Many teachers took to Twitter last night to express their dismay and disbelief after St. Louis County Prosecutor Robert McCulloch announced a grand jury decision not to bring charges in the August death of Mike Brown in Ferguson, Missouri. One common refrain: What do I tell my students?
TeacherPop is here to help: We’ve compiled a few resources below to help educators thoughtfully engage with and comfort their students in the aftermath of Brown’s tragic death and consider its larger impact on communities beyond the city limits of St. Louis. A great first step? Listen to your students. Read what else the experts are suggesting below.

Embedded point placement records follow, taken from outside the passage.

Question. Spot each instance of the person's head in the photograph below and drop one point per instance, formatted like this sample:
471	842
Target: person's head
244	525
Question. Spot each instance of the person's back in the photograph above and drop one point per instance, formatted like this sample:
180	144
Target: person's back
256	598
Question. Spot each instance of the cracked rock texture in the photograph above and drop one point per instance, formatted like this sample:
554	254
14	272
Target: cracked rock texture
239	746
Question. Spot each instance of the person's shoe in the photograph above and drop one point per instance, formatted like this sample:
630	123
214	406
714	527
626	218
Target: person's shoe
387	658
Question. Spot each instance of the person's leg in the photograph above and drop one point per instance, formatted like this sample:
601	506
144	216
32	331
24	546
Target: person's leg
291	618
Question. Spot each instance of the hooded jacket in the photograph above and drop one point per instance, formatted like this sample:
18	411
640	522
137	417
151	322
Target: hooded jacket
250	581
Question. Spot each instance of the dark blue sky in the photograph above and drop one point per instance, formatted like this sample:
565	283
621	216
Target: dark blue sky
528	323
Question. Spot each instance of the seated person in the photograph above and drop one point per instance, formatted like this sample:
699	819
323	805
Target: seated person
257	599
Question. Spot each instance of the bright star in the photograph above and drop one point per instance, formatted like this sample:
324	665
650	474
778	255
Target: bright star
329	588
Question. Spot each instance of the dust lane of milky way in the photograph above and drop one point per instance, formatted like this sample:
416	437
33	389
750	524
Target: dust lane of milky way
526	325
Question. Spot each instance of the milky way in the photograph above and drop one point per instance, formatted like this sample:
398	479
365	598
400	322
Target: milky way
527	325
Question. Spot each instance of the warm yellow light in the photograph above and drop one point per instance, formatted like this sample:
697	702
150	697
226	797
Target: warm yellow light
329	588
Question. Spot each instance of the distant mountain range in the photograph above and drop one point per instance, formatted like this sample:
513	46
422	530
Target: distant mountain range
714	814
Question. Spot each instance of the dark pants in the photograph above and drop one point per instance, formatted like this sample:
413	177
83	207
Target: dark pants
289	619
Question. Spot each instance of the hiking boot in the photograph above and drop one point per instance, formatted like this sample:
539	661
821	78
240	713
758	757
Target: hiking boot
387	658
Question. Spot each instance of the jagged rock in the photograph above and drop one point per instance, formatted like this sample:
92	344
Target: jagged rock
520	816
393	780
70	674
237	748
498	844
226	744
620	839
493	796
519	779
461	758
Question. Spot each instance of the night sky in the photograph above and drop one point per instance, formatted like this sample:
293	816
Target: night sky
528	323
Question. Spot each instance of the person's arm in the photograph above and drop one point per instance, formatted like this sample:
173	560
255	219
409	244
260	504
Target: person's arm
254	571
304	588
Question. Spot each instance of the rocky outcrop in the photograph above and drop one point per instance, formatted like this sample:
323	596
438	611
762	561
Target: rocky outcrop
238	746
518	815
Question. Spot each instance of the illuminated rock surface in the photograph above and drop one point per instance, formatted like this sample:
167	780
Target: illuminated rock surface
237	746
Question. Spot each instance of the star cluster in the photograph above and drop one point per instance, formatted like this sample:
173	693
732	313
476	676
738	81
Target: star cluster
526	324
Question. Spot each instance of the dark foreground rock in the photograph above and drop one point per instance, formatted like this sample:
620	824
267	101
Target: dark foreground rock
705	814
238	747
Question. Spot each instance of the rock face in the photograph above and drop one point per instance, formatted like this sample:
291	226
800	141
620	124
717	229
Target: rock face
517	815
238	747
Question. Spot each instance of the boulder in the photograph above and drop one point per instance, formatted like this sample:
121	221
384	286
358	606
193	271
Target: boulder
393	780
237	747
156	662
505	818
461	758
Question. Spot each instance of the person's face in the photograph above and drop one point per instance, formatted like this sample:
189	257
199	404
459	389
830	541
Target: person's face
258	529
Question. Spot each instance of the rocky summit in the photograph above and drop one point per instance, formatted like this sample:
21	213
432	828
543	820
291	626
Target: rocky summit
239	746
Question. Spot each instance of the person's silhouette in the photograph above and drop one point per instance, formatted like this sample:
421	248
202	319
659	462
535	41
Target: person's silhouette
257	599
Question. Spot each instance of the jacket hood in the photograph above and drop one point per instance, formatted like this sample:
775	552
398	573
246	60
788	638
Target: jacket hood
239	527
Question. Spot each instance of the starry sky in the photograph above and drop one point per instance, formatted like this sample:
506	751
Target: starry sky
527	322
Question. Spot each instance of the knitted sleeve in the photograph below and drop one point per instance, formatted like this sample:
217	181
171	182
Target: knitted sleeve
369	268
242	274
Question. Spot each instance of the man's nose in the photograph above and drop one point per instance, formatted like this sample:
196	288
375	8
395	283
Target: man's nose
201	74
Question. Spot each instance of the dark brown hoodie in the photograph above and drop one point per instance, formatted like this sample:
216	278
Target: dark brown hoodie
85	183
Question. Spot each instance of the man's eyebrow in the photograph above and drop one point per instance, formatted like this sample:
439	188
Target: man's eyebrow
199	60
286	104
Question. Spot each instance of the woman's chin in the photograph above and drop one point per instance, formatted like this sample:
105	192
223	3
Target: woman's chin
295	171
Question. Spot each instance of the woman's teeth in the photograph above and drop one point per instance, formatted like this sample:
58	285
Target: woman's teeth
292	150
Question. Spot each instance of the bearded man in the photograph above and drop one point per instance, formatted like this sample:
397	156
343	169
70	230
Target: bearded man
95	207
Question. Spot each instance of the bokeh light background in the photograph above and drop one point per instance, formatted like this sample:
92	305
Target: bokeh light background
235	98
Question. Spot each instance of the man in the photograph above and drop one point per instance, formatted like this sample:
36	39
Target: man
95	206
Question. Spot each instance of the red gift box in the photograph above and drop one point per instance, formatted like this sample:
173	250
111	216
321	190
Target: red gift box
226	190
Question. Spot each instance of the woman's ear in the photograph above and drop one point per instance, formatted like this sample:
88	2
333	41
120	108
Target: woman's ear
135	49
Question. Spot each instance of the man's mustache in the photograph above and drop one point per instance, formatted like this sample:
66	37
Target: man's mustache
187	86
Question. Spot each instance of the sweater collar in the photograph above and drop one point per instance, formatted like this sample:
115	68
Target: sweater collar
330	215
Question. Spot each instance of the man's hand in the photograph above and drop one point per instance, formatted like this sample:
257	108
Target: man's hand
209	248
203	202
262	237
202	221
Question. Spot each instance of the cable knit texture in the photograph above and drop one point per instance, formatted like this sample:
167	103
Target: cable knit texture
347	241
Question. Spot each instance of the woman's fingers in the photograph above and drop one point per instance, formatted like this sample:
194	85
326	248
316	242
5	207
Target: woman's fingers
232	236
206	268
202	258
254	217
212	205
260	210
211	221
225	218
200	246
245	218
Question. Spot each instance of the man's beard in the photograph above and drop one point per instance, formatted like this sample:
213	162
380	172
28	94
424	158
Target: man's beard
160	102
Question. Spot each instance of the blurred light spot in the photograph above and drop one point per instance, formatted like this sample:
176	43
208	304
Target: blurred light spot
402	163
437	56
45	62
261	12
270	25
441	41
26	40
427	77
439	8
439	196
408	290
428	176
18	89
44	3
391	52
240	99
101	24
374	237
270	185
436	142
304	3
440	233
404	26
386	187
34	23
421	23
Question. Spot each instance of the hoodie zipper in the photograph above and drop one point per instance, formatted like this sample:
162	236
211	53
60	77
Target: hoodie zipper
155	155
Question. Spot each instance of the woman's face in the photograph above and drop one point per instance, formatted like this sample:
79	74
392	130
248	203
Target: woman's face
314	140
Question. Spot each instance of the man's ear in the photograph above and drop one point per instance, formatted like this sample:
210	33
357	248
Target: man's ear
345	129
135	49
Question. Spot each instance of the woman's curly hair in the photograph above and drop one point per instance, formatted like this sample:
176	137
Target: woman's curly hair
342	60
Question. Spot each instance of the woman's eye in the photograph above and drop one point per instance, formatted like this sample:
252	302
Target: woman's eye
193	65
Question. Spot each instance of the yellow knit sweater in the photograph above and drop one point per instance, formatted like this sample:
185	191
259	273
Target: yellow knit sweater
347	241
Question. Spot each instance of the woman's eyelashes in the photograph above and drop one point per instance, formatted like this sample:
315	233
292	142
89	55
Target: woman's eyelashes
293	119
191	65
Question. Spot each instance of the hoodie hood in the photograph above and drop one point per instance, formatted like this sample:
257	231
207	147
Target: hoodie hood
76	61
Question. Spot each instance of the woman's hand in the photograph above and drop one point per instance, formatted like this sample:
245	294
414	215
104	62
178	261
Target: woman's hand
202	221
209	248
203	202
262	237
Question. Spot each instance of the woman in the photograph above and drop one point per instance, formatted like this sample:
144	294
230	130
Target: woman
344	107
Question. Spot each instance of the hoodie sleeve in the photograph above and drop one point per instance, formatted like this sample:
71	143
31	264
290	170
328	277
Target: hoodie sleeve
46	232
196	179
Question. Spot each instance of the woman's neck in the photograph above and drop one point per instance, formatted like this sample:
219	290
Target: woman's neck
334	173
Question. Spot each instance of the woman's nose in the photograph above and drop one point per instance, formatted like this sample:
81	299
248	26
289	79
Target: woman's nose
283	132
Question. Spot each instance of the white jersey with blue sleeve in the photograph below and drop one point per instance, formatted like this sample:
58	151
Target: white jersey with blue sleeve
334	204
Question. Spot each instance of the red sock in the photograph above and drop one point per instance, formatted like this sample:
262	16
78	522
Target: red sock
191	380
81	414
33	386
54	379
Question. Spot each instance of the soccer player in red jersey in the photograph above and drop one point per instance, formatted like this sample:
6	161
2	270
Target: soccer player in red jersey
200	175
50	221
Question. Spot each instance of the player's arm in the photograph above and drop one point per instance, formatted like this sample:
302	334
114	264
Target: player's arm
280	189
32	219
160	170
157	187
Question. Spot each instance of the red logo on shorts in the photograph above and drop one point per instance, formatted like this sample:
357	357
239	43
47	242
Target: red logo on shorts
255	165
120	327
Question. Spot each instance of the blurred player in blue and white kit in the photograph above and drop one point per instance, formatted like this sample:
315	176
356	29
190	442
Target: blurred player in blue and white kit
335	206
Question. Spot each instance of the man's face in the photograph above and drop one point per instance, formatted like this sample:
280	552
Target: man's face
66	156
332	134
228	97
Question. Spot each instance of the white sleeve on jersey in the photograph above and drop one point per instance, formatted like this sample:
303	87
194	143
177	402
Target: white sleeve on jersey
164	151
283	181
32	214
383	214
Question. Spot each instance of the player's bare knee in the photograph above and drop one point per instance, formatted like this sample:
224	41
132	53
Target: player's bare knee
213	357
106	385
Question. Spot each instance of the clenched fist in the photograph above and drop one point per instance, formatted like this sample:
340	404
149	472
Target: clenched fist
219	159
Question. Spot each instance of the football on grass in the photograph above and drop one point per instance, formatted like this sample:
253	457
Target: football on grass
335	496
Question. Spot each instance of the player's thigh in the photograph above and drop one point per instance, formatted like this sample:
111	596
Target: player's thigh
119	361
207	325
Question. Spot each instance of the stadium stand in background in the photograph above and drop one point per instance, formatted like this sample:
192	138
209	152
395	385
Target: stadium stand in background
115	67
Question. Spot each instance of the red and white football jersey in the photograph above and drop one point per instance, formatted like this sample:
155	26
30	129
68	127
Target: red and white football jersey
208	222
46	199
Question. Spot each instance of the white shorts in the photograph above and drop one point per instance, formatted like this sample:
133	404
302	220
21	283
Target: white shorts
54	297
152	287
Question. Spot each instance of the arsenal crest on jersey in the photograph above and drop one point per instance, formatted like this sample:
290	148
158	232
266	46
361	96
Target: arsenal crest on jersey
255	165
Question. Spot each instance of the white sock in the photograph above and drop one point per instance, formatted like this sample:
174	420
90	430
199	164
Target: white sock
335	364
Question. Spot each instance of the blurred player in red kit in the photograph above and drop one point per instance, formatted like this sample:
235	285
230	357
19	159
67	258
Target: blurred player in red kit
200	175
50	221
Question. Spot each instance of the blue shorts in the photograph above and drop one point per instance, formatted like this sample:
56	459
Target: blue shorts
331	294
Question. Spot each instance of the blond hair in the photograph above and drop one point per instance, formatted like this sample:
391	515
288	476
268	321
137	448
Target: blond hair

1) Facing History and Ourselves’ Steven Becton, whose first concern is “the emotional well-being of my students,” outlines some key goals for teachers seeking civil dialogue, rather than debate, in the classroom. He also provides great insight into how (and whether) to incorporate historical context into the discussion.
2) Edutopia takes a community-wide approach in its discussion. Dr. Travis Bristol recommends enlisting the help of teachers, students, administrators, and parents to create a school-wide initiative to address issues around race and violence.
3) Earlier today, The New York Times’ Learning Network updated its list of resources originally published in August 2014. It includes helpful categories like what happened the night of Brown’s death, the role of race, and the role of protest.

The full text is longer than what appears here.